The Lipstick Incident and a Short History of Lipstick in Comics

lipstick003

Captain Marvel, maybe wearing “Cherries in the Snow” or “Toast of New York”?

Lipstick is one of the strangest objects when it comes to comic book characters, specifically its female characters.  If one looks at an average female character, the color of their lips is almost always one which could be achieved by women in the real world only with lipstick.  On the other hand, the modern female character almost never actually applies any lipstick, or at least is not seen to be.  Normal lipsticks would be at least smeared in basic fistfights, and would be subject to all kinds of weird forces from other superpowers.  Imagine Captain Marvel flying at super speeds while wearing lipstick.  Lipstick is basically a thick wax or oil applied to the lips, and it is hard to imagine that anything resembling a liquid oil which would stay put at that speed and pressure, even if it was designed to be somewhat sticky or to stay in place.  The only times that some superheroines might be seen to be applying lipstick (or any cosmetics for that matter) is if they are going out, usually for a night on the town, under the guise of their alter egos.  These moments are rare enough though, and don’t really have any bearing on the superheroics.  The only other uses of lipstick are those as poison, primarily through the Joker and Poison Ivy.  Strictly put lipstick does not exist in comics except as it applies to something else, and never to superheroics.  It is always on but never put on.

lipstick001There is an exception to the lipstick question in comics though, and that is through the role of romance comics.  This is perhaps the flip side of the argument, because as opposed to being rarely shown, it is quite often shown.  In the old time comics, lipsticks were often shown, but more so their application was used as a setting in themselves, as many lovestruck girls wondered into their vanity mirrors whether they should be date Darren or Brad, or whether Tom next door would ever find the courage to ask them out.  The role of romance comics was so strong as to infiltrate even superhero comics, as the Lois Lane series from the 1960s was primarily focused around the same concepts as romance comics.  Romance comics have obviously come and gone from the mainstream of the comic medium, even if there seems to be a minor resurgence underway.  The last major romance comics with any following were the major holdovers from the earlier days into the early to mid 1970s, with series such as Young Romance or Secret Hearts holding out until the end that a resurgence was coming.  The only remaining stalwart in the romance department has been Archie Comics, who have managed to continue their long run in romance by infusing it with a healthy dose of humor.  Nonetheless lipstick has often shown up in these comics in modern years, as they often have a feminine enough approach while also focusing on the romantic side of teenage life.

lipstick004This all ties together to make the new Archie series all the more interesting.  After a long run it was finally decided to reboot Archie with a new look and modified background into a new series.  Apparently gone is the focus on humor, to be replaced instead with a focus on storytelling.  Things are not looking as good for some of them, as Archie and Betty are facing a rocky road after a long time dating.  What made them break up?  No one knows yet, not the characters inside the book, nor the readers outside, but there is one clue, which is incidentally one which the company has cleverly used to create its own buzz, #lipstickincident.  It is not exactly clear what this is, although there are several mentions of the incident throughout the issue, as various characters react to the news and and speculate as to reasons and meanings.  While it is interesting as a hashtag, it is also interesting as it throws an otherwise unknown or ignored item to the forefront of comic books, at least for a short time.  It might not be as engaging as trying to guess the identity of Thor, but lipstick is being used to explain the tumultuous times in a relationship for two of comics’ longest running sweethearts.

6 comments

  • This is so darn true :O

  • One of my pet peeves is how artists draw women who would clearly never be wearing lipstick as wearing lipstick in comics.

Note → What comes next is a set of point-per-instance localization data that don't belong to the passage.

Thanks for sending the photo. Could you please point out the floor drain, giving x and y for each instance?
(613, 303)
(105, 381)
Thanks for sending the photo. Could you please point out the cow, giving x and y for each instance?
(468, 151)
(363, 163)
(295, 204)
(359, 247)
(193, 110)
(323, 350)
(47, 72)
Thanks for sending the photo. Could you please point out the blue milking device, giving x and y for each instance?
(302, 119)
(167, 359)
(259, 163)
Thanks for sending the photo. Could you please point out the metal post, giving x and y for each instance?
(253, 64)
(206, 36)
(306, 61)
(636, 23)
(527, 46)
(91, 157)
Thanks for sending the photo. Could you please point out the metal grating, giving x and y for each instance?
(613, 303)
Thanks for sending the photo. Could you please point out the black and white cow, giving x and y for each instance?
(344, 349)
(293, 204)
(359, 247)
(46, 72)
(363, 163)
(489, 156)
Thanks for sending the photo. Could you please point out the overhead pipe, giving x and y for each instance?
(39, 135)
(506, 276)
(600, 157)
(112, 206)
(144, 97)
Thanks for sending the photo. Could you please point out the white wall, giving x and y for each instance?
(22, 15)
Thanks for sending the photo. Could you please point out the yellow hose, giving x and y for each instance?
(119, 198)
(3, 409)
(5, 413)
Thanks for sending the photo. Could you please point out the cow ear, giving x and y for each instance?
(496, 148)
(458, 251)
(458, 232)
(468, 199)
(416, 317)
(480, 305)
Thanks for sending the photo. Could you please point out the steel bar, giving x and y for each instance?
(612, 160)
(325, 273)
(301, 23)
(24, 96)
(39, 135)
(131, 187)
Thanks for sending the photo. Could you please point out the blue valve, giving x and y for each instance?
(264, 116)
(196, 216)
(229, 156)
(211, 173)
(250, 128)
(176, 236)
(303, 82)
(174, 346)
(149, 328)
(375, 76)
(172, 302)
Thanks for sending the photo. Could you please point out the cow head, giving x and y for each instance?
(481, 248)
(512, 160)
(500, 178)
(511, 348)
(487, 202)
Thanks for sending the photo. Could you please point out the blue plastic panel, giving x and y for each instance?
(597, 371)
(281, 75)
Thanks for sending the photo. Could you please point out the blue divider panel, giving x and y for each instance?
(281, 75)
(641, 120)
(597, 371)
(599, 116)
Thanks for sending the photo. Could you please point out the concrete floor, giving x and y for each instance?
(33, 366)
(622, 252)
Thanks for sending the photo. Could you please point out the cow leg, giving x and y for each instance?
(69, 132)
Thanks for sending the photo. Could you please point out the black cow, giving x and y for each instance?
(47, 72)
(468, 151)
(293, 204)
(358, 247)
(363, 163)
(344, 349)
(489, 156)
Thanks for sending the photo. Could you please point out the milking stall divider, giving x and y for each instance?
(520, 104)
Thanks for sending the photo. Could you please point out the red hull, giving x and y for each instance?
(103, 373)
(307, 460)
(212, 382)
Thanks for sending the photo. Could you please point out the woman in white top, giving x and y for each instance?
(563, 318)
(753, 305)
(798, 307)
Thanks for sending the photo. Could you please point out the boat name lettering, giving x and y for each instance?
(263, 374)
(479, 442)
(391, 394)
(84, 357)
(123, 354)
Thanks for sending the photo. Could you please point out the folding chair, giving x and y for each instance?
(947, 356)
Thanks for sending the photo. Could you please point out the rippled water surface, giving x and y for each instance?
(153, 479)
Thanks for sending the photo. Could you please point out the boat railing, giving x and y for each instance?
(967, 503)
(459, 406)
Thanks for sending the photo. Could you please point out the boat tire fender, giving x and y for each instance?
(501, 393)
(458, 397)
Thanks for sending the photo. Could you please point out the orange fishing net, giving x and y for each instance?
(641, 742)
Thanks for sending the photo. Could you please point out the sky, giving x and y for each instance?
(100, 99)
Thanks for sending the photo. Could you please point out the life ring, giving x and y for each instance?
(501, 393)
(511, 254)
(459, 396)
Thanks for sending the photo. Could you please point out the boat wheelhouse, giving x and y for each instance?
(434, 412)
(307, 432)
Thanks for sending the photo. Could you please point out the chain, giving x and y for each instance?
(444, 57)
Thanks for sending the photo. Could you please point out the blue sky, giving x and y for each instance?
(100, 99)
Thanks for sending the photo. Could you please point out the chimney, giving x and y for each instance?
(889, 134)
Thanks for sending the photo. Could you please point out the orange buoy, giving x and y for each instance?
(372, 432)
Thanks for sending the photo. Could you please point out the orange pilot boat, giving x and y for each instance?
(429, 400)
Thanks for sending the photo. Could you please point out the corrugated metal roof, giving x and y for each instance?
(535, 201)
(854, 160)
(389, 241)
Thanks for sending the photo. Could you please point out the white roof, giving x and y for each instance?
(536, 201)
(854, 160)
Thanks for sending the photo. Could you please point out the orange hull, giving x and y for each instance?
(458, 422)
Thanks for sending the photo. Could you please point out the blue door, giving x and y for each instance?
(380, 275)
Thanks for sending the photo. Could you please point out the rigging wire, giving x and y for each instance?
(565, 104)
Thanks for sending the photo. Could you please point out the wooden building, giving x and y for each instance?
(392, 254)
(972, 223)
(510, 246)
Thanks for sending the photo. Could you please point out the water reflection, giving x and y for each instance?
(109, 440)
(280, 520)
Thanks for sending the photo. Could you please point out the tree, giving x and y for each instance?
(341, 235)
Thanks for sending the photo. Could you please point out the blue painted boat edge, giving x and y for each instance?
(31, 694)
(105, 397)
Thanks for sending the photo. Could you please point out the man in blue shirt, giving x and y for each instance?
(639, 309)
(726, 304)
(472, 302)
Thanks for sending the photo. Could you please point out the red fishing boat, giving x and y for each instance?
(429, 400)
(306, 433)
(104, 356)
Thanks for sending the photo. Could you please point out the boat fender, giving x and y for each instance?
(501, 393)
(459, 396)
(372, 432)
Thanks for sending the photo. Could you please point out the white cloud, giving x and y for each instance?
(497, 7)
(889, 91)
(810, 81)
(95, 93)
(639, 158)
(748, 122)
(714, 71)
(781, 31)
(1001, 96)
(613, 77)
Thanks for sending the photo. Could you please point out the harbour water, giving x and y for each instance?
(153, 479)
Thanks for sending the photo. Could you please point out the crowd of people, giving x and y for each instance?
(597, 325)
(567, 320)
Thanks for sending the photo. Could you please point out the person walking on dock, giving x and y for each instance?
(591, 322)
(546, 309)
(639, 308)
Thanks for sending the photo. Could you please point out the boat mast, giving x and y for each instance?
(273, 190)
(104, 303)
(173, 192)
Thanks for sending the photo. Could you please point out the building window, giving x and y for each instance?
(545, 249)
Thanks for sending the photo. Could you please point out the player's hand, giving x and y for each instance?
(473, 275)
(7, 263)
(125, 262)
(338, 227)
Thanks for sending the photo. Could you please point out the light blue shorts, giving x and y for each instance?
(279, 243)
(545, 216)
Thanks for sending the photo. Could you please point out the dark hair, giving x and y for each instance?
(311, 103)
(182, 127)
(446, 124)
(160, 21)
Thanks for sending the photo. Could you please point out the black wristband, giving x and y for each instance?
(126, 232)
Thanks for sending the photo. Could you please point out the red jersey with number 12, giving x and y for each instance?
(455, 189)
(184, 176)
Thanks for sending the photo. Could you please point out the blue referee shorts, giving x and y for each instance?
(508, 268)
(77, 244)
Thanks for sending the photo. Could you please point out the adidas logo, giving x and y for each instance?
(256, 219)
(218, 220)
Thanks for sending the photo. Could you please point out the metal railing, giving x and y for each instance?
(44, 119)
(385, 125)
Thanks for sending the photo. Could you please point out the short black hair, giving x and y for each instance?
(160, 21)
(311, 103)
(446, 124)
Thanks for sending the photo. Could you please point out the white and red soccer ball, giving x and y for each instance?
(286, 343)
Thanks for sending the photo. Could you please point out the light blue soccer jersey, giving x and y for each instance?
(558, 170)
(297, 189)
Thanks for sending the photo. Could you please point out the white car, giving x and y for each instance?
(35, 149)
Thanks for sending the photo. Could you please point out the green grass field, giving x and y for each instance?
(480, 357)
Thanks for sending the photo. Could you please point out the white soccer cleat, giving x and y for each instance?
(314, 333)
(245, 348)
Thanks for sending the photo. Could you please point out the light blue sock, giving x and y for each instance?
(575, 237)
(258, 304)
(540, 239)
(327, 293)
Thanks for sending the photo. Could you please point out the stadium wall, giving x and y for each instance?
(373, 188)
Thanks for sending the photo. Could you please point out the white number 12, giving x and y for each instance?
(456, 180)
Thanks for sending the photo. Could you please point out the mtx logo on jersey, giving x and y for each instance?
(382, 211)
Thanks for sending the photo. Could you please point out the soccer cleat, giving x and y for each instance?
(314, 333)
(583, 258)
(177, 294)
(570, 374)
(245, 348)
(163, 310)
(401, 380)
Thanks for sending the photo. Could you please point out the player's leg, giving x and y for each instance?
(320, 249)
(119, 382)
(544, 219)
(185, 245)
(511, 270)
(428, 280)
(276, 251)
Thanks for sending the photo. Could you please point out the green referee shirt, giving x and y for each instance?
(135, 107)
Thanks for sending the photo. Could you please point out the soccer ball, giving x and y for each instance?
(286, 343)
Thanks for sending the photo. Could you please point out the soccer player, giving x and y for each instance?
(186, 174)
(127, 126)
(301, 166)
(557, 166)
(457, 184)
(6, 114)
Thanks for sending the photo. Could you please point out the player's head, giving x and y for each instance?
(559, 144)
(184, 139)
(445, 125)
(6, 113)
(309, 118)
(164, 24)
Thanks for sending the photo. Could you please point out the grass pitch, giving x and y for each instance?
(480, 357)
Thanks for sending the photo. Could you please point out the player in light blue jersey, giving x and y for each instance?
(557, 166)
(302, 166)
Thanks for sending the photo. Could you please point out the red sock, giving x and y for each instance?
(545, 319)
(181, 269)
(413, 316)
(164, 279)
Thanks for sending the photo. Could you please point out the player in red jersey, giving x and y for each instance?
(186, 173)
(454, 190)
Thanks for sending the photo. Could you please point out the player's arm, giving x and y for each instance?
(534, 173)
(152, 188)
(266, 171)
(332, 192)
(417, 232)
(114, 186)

It’s another point of artists saying “all women are the same” when we’re not. And it can be a way of erasing the gender presentation of the more butch women in comics. I’m sorry but all the women I know in real life who look and dress like Rene Montoya or Scandal Savage do not wear lipstick. And I’ve seen them drawn with straight up red lipstick! Women aren’t all the same!

    • I can’t really claim to be anything of an expert on lipstick, as I have never worn it, but for good or bad, it does seem to be a big part of feminine identity, and what is shown in comics somewhat highlights the fact that women are sexual objects, at least to some degree. That is to say, that even if Renee Montoya is a lesbian, that she is still made to be sexually attractive to a man.

  • Maybe super powers turn your lips red and the only thing that can prevent that is a y chromosome. I don’t have any problem with makeup but I do have a problem with nonsensical uses of it. Why is it that the focus for female characters always seems to be on how attractive they are?